Musica popolare e territorio. Tu vivi tra le montagne e il lago, territori che si stanno sempre più spopolando. Cosa vuol dire questa tua appartenenza?
È complicato. Nel mio disco precedente, Maader folk, c’era una canzone che si intitolava Gli spaesati. Non parla solo di gente che lascia il proprio territorio, c’è anche un altro spaesamento. C’è un turismo di massa, un turismo per ricchi che ha preso piede dopo il Covid, fatto di persone molto ricche che occupano acqua e terra, affittano ville con prezzi improponibili, si impadroniscono del territorio.
Una ipertrofia che fa parte di un cambiamento sociale, intendi questo?
Sì, poi abbiamo paesi che sono diventati paesi fantasmi. C’è una disparità, è un mondo che si capovolge. Continuo a frequentare bar popolati da gente molto anziana, mi interfaccio con loro come fossero amici. Sento il bisogno di andare nei posti frequentati da chi ha finito la giornata del muratore e viene a bere il bianchino. Stando con loro mi sento parte di un mondo. “Sotto alla grande magnolia del circolo” dico nella canzone: la magnolia c’è ancora ma quel mondo attorno non c’è più.

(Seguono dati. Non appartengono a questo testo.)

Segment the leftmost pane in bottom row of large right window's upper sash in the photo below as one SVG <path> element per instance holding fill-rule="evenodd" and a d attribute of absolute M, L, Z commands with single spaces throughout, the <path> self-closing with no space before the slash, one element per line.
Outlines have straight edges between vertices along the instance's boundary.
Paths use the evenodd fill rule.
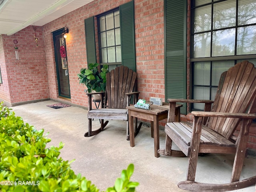
<path fill-rule="evenodd" d="M 193 57 L 210 57 L 211 33 L 194 35 L 194 54 Z"/>

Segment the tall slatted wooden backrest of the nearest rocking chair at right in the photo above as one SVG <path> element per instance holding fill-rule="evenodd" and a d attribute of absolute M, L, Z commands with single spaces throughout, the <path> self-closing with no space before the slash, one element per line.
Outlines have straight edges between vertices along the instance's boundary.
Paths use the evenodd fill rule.
<path fill-rule="evenodd" d="M 238 63 L 222 74 L 211 111 L 245 113 L 255 94 L 256 68 L 248 61 Z M 239 122 L 237 118 L 208 118 L 206 125 L 229 139 Z"/>

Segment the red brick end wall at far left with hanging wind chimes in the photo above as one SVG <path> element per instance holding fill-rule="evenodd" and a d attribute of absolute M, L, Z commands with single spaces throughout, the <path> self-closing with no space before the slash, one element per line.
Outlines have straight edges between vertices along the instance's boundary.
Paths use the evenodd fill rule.
<path fill-rule="evenodd" d="M 1 59 L 3 84 L 0 89 L 5 90 L 9 98 L 1 98 L 12 106 L 22 102 L 49 99 L 42 27 L 37 27 L 36 36 L 38 46 L 32 26 L 12 36 L 2 35 L 4 60 Z M 15 57 L 14 39 L 18 40 L 19 60 Z"/>

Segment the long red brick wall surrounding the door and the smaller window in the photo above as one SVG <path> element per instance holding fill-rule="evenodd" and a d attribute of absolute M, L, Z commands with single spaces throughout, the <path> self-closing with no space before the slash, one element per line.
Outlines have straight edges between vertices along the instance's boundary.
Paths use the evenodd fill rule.
<path fill-rule="evenodd" d="M 71 102 L 88 106 L 85 86 L 79 85 L 77 74 L 87 67 L 84 19 L 96 16 L 130 0 L 96 0 L 43 26 L 50 98 L 57 99 L 54 46 L 51 32 L 68 27 L 66 38 Z M 135 0 L 136 65 L 140 97 L 164 98 L 164 2 Z M 96 36 L 96 47 L 98 39 Z M 97 52 L 97 58 L 99 53 Z M 98 59 L 99 60 L 99 59 Z"/>

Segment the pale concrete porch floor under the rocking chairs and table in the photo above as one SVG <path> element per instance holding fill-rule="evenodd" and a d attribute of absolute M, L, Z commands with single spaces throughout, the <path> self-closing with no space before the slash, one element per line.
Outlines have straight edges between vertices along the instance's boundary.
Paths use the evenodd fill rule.
<path fill-rule="evenodd" d="M 48 146 L 63 142 L 60 156 L 73 160 L 71 167 L 92 181 L 100 191 L 113 186 L 121 171 L 130 163 L 134 164 L 132 181 L 139 182 L 138 192 L 182 192 L 177 184 L 185 180 L 188 158 L 154 157 L 154 139 L 150 128 L 142 126 L 135 138 L 135 146 L 126 140 L 126 122 L 110 120 L 104 132 L 86 138 L 87 110 L 75 106 L 54 109 L 46 105 L 58 102 L 49 100 L 11 107 L 16 113 L 37 130 L 49 132 L 52 141 Z M 99 128 L 99 120 L 93 127 Z M 165 134 L 160 130 L 160 148 L 164 148 Z M 210 154 L 198 158 L 196 181 L 228 183 L 232 172 L 234 155 Z M 256 174 L 256 157 L 245 159 L 241 179 Z M 236 192 L 255 192 L 255 185 Z"/>

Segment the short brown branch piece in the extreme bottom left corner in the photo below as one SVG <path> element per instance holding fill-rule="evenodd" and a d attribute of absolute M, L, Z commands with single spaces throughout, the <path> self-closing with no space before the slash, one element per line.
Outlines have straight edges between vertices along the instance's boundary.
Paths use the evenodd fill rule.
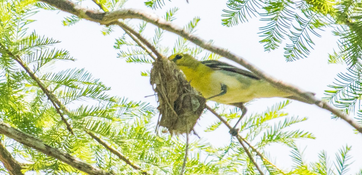
<path fill-rule="evenodd" d="M 9 171 L 10 175 L 24 175 L 21 172 L 21 163 L 15 160 L 5 146 L 0 142 L 0 161 L 3 162 L 4 167 Z"/>

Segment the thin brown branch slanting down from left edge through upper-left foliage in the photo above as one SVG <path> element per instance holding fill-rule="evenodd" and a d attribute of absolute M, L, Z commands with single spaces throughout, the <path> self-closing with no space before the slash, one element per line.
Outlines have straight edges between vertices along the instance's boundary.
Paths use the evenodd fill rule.
<path fill-rule="evenodd" d="M 13 54 L 8 48 L 6 48 L 3 44 L 0 43 L 0 47 L 3 48 L 5 51 L 7 51 L 7 54 L 12 57 L 20 66 L 25 69 L 26 73 L 30 76 L 31 79 L 35 81 L 35 83 L 38 84 L 39 88 L 42 89 L 42 91 L 45 93 L 45 95 L 48 97 L 48 99 L 53 104 L 54 108 L 56 109 L 56 112 L 60 115 L 60 118 L 62 118 L 62 121 L 66 124 L 67 129 L 71 134 L 74 135 L 74 132 L 72 130 L 71 124 L 67 121 L 67 119 L 64 117 L 63 112 L 69 113 L 66 108 L 62 105 L 62 103 L 55 97 L 55 95 L 49 91 L 49 89 L 46 88 L 45 84 L 33 73 L 33 71 L 30 70 L 28 66 L 25 65 L 24 61 L 20 58 L 20 56 Z M 62 111 L 60 111 L 62 110 Z"/>

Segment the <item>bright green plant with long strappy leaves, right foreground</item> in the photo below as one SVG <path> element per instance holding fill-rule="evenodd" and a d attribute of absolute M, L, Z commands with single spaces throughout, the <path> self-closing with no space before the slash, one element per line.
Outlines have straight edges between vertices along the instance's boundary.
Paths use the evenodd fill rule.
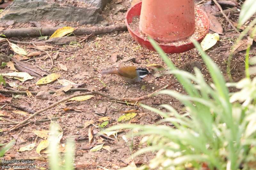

C’è bisogno di qualcuno che costruisca un progetto che riporti la vita, anche se quel vecchio mondo non tornerà più.
Qualcuno una volta ha detto: Van De Sfroos è un bravissimo cantautore, ma è molto più bravo come scrittore di libri. Ne hai scritti alcuni, è da tempo che non lo fai più, come mai?
Io spero sempre di sì. Sono posseduto dall’esigenza di voler scrivere. Continuo a scrivere e a leggere libri.
Cosa hai letto recentemente?
Mi sono divertito molto a leggere un libro di un mio ex compagno di liceo, Maurizio Sangalli, Come è profondo il lago, un noir comasco. Ho ripreso Cormac McCarthy.
Non sono riuscito a finire Il passeggero, troppo devastante.
Anche io però ho letto Mille lune dello scrittore irlandese Sebastian Berry, momenti di poetica assurda, molto bello. Quanto a me, a volte non mi trovo abbastanza tenace per affrontare l’idea del libro. La canzone mi succhia le idee del libro. I dischi sono i miei libri, dentro c’è tutto. La voglia di scrivere è alla base di tutto.